A few weeks ago, GRANN was part of ANPA's (Australian Neurodivergent Parents Association) roundtable discussions about the Thriving Kids / No Child Left Behind report. We came into those conversations listening carefully, asking hard questions, and holding families’ experiences at the centre.
What we heard around the table was thoughtful, well-intentioned and focused on improving outcomes for children. What we also heard carried into the room were the voices of families living this system every day: navigating waitlists, rationing therapy, being told their child is “too mild” for help, or being pushed toward generic programs instead of real support.
After many discussions, this is where we have landed.
We believe the goals of the report are positive. How we get there is not. Everyone wants children to get support earlier, and everyone wants systems to work better together. But we are concerned about how many of the recommendations will play out in real life for Autistic children, children with developmental delay, and the families holding everything together.
That is why we have put together this Q&A and explainer. Not to create fear. Not to reject change. But to make sure families understand what is being proposed, what questions still need answering, and what needs to be protected so children don’t lose support in the process of reform.
This is by no means an endorsement of the Thriving Kids Report. Because we do not by any stretch of the imagination support what is being proposed. This is about keeping kids safe in systems that are changing. And making sure “Thriving Kids” really means thriving - not just on paper, but in homes, schools and communities.
Why families are concerned now, not later
What makes families particularly concerned is not just what the Thriving Kids and No Child Left Behind proposals say, but when and how they are being introduced.
Both the public report and the associated government briefings frame this reform as gradual, careful and responsive. But history tells families something different.
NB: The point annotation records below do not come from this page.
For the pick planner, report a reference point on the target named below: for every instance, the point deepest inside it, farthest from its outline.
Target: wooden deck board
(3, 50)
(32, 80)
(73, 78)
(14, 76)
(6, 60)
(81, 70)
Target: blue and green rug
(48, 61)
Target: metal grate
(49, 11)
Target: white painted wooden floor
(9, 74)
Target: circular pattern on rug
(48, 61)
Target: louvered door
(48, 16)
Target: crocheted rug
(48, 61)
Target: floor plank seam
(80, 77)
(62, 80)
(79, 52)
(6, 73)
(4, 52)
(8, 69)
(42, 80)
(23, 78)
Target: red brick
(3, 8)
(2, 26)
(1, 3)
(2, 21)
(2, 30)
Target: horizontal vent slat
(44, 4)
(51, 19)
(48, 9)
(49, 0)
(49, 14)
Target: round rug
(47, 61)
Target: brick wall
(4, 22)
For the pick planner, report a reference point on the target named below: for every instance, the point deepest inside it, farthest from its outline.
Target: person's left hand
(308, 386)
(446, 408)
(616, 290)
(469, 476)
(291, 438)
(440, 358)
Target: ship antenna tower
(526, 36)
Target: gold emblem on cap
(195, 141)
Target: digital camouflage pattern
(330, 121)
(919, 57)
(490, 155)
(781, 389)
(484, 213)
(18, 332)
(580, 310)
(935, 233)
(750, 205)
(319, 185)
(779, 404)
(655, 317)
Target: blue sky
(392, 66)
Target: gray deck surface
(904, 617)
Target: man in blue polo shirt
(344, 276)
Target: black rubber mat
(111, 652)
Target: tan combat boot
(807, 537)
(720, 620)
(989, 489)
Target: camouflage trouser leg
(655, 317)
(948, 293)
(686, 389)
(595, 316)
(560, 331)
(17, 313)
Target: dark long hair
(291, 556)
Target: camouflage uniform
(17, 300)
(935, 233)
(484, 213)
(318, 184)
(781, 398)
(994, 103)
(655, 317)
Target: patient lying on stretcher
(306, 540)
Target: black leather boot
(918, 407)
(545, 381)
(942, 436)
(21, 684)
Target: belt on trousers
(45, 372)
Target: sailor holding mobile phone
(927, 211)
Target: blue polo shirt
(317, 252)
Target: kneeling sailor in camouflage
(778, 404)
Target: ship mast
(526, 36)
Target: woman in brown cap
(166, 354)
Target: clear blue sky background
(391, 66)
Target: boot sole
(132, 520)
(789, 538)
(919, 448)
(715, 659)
Major system changes often begin before safeguards are fully in place, before workforces are ready, and before clear pathways exist for children whose needs fall outside neat categories.
Once children are diverted away from rights-based systems, it becomes very difficult to undo harm. Services close. Clinicians leave. Eligibility pathways narrow. Families are told to wait, to try harder, or to accept what is available rather than what is needed.
Families are not reacting to theory. They are reacting to lived experience of past reforms where “transition periods” became permanent gaps, and assurances did not translate into protection.
That is why families are paying attention now, before decisions harden into structures that are difficult to challenge or reverse.
Thriving Kids: Why families are paying close attention
When the Thriving Kids report was released, many families asked the same question:
Is this good news or another worry?
The goal sounds right.
Everyone wants children to get help earlier and grow with confidence.
No one disagrees with that.
But systems don’t live on paper.
They live in kitchens at 7am, in classrooms with 28 kids, in therapy rooms with waitlists, and in families who are already tired.
The report leans heavily on information, parenting programs and online tools.
But families don’t come looking for advice.
They come because their child is struggling and they can’t do it alone.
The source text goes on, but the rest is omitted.